Another reason is weather minimums–a factor in the November 22 Gulfstream accident at Houston Hobby Airport. The highly experienced crew left Dallas early to pick up former President Bush at Houston Hobby Airport, shot an ILS approach with weather reported below minimums and hit a pole more than three miles from the runway. Had the customer been on board, beginning the approach would not have been legal.
The current state of the charter industry–which relies heavily on privately owned, managed aircraft placed on charter certificates for part-time use–makes for murky waters when ascribing certain non-passenger-carrying flights to Part 91 or Part 135. Jacque Rosser, charter aircraft specialist for the National Air Transportation Association, asked, “For example, what if you are the owner of an aircraft based in Washington, D.C., and actively listed on a charter operator’s certificate? You happen to be in New York. The airplane is assigned a Part 135 charter flight from Washington to Boston, and you call the dispatcher and ask to have the aircraft pick you up to take you to Chicago. If there were an accident on the flight taking off from Boston–obviously flown under Part 91–would you say it occurred on a Part 135 positioning flight, or a Part 91 positioning flight?” Arriving at a better understanding of such conundrums is part of Rosser’s work on the Part 135 ARC.
The good news is that the numbers of accidents are so low that conclusions about one segment of the industry compared to another are statistically dubious. For trained statisticians such as Breiling, it makes much more sense to study each accident individually and draw conclusions about what mistakes were made rather than to infer that the broad culture of the industry segment was to blame– and that all other members are therefore guilty by association.
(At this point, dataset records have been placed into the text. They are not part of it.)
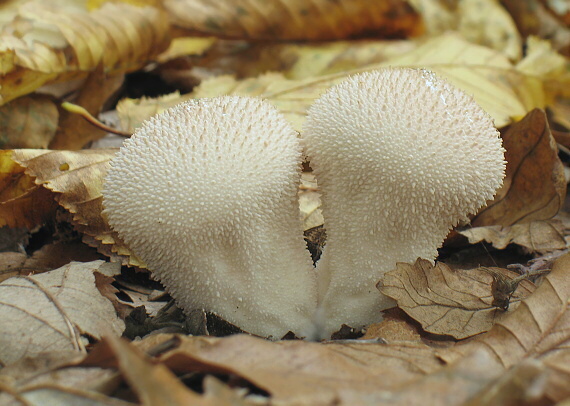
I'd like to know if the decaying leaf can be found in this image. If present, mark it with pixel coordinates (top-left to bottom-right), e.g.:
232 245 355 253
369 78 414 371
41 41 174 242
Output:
0 95 59 149
458 220 566 254
165 0 423 41
49 63 123 150
118 34 565 130
471 109 566 227
0 261 124 365
143 335 441 405
0 2 170 104
381 259 535 339
9 149 144 267
0 150 57 229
For instance, among the accidents the NTSB lists as conducted under Part 91, there are two experimental test flight accidents and a positioning flight involving a Part 121 carrier–obviously not even closely related to Breiling’s corporate/executive industry segment. Discount those and the statistics begin to sound quite different. Also, one of the Part 135 operators’ positioning-flight accidents involved a mechanical failure shortly after takeoff.
Finally, using the airlines’ safety numbers as a benchmark will likely always cast business aviation in a bad light. Scheduled airlines will always win the battle for better safety statistics as long as the per-100,000-hours format is used. Business aviation–Part 135, Part 91 or whatever–doesn’t come close to flying the number of hours airlines fly annually.
But look at it this way: statistics show you’d need to fly 10 hours every day in an airliner for 1,800 years to be killed in an accident. So even if charter flying is 2.5 times as dangerous, you can still tell your customers they’d have to maintain the same 10-hour-per-day flying schedule for 720 years to be killed in a chartered business jet.